Recently joined this site as I seem to have reached a plateau
in my progress. Been on & off zoloft for almost 12 years and
while it has helped in the past along with intensive therapy, I
seem to have reached a flatness. Sure, I'm not getting ready
to jump off a bridge, have no harmful intentions to myself as I
have in the past, rather, I just kind of feel nothing. Just don't
care anymore, about any of it...It's not that I'm totally unhappy,
it's just that I'm not happy about much of anything anymore.
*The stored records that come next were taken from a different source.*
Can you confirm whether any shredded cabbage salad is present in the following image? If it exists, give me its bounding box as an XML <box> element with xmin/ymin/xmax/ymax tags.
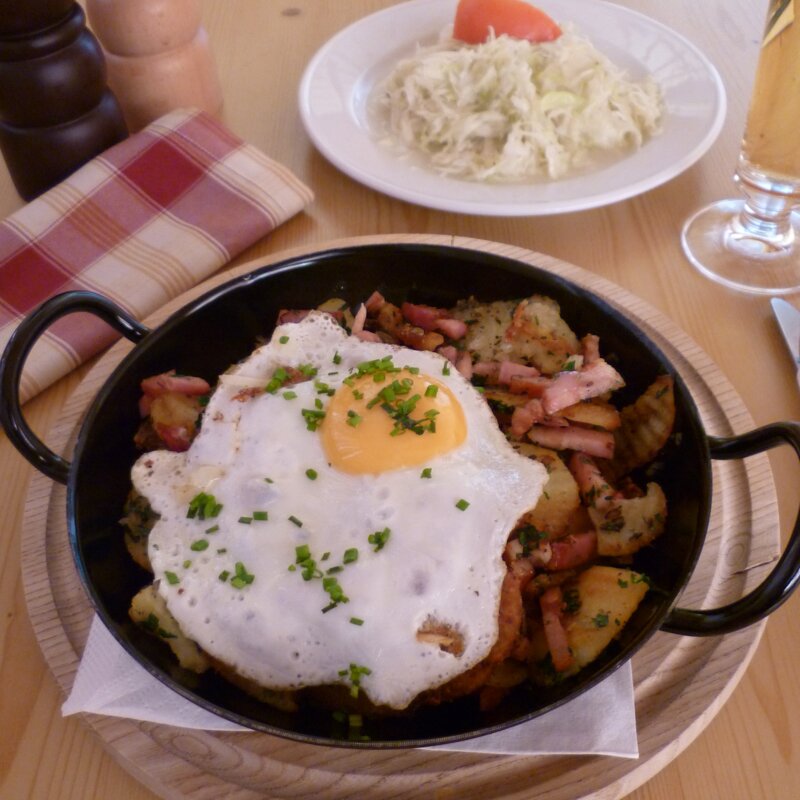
<box><xmin>374</xmin><ymin>26</ymin><xmax>663</xmax><ymax>182</ymax></box>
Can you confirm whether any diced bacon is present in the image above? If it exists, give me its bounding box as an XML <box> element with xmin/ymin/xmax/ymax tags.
<box><xmin>547</xmin><ymin>531</ymin><xmax>597</xmax><ymax>572</ymax></box>
<box><xmin>400</xmin><ymin>303</ymin><xmax>447</xmax><ymax>331</ymax></box>
<box><xmin>394</xmin><ymin>325</ymin><xmax>444</xmax><ymax>350</ymax></box>
<box><xmin>400</xmin><ymin>303</ymin><xmax>467</xmax><ymax>339</ymax></box>
<box><xmin>581</xmin><ymin>333</ymin><xmax>600</xmax><ymax>367</ymax></box>
<box><xmin>364</xmin><ymin>291</ymin><xmax>386</xmax><ymax>315</ymax></box>
<box><xmin>497</xmin><ymin>361</ymin><xmax>541</xmax><ymax>386</ymax></box>
<box><xmin>539</xmin><ymin>586</ymin><xmax>574</xmax><ymax>672</ymax></box>
<box><xmin>539</xmin><ymin>416</ymin><xmax>569</xmax><ymax>428</ymax></box>
<box><xmin>511</xmin><ymin>397</ymin><xmax>544</xmax><ymax>436</ymax></box>
<box><xmin>350</xmin><ymin>303</ymin><xmax>367</xmax><ymax>336</ymax></box>
<box><xmin>508</xmin><ymin>375</ymin><xmax>553</xmax><ymax>397</ymax></box>
<box><xmin>456</xmin><ymin>350</ymin><xmax>472</xmax><ymax>381</ymax></box>
<box><xmin>472</xmin><ymin>360</ymin><xmax>500</xmax><ymax>383</ymax></box>
<box><xmin>436</xmin><ymin>344</ymin><xmax>458</xmax><ymax>364</ymax></box>
<box><xmin>505</xmin><ymin>539</ymin><xmax>534</xmax><ymax>588</ymax></box>
<box><xmin>153</xmin><ymin>424</ymin><xmax>193</xmax><ymax>453</ymax></box>
<box><xmin>528</xmin><ymin>425</ymin><xmax>614</xmax><ymax>458</ymax></box>
<box><xmin>436</xmin><ymin>317</ymin><xmax>467</xmax><ymax>339</ymax></box>
<box><xmin>542</xmin><ymin>358</ymin><xmax>625</xmax><ymax>414</ymax></box>
<box><xmin>140</xmin><ymin>370</ymin><xmax>211</xmax><ymax>397</ymax></box>
<box><xmin>377</xmin><ymin>303</ymin><xmax>444</xmax><ymax>350</ymax></box>
<box><xmin>567</xmin><ymin>453</ymin><xmax>617</xmax><ymax>511</ymax></box>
Maybe it's turning 32 and finding myself still alone, displaced,
not really finding a place that I feel like I fit in no a people that
I really seem to connect with. I have come along way from
my psychotic episodes an no longer have the breakdowns
that I did in my earlier years, but it's been replaced with this
empty void that is just that...empty. None of it really matters to
me...my job isn't stimulating, I live paycheck to paycheck in
an apt the size of a shoebox and even the things that used to
bring joy now just seem pointless.
So- is it the meds? Has Zoloft run its course with me? As I
said, it has and does work for me in terms of keeping me from
absolutely losing it, but I'm wondering if I've developed a
certain immunity after such prolonged use...or am I just
experiencing an emotional period in my life? Is it possible for
something to lose some of its effectiveness?